Economics: PPP Infrastructure Plan, good news but uncertainty remains

MEXICO - Report 12 Oct 2020 by Mauricio Gonzalez and Francisco González

President Andrés Manuel López Obrador along with the Business Coordinating Council (CCE) released a text last week entitled Actions and Projects for Supporting the Economic Recovery confirming 39 infrastructure projects that are supposed to contribute to reactivating the country´s economy.

This news is viewed optimistically by the private sector as it is the most significant display to date of a willingness on the part of AMLO’s 4T government to enter into public-private partnerships, simplify red tape and fast track project approval and implementation.

The finance ministry says this will be just the first in a series of such projects, with this initial tranche expected to attract 297 billion pesos in both the public and private sectors, and with the latter accounting for at least 50% and sometimes a much greater share of investment on each project. These undertakings appear to mark a reactivation of the National Investment Accord the private sector proposed in November 2019. At that time, the joint undertaking was supposed to include government and private sector partnerships in 147 investment projects worth an estimated 859 billion pesos.

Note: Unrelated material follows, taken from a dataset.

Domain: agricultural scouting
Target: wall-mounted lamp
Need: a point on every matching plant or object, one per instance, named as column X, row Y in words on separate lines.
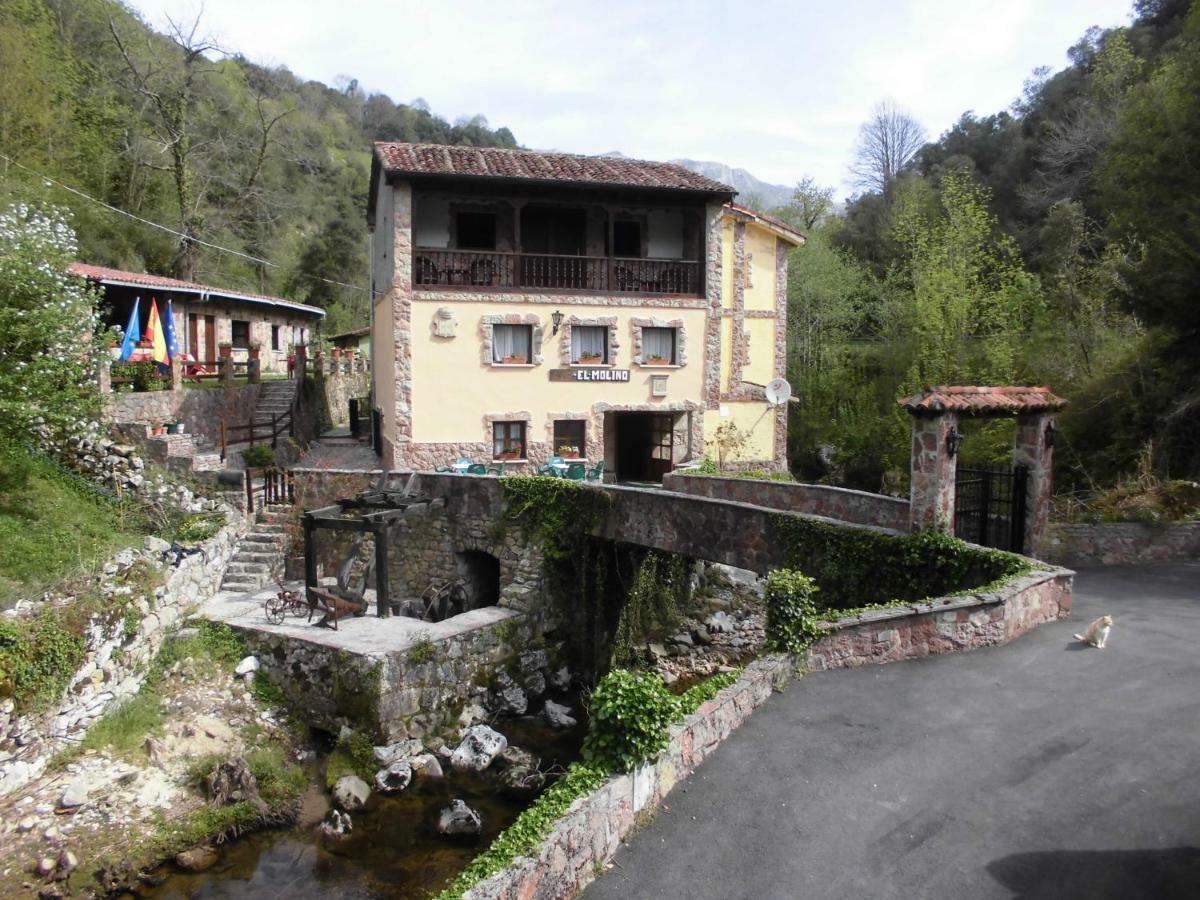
column 953, row 442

That list eventually grew to 227, but by early this year the effort essentially stalled amid the pandemic, the related economic crisis, red tape, flagging confidence about investing in Mexico and renewed attacks from the National Palace against proposals emanating from the private sector leaderships.

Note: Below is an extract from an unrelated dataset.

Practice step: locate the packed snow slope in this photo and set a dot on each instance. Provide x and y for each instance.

One source of concern at this point is the extent to which the 39 tally of entirely disconnected undertakings appear to have been culled from the full 227 project agenda list entirely by picking out those that were farthest along in the execution or planning stages, with no regard for how they might fit into any comprehensive economic reactivation or regional plan, hardly the best way to maximize results.

The fragility of some of the undertakings might undercut their desired economic impact. A case in point is the Mexico City-Queretaro high speed train, with a 51.3 billion peso price tag that is surpassed on the list only by a 57.71 billion coking plant. The train obviously will demand a significant amount of public sector funding as well as a commitment to line up support for a PPP. The government has yet to budget anything for the project.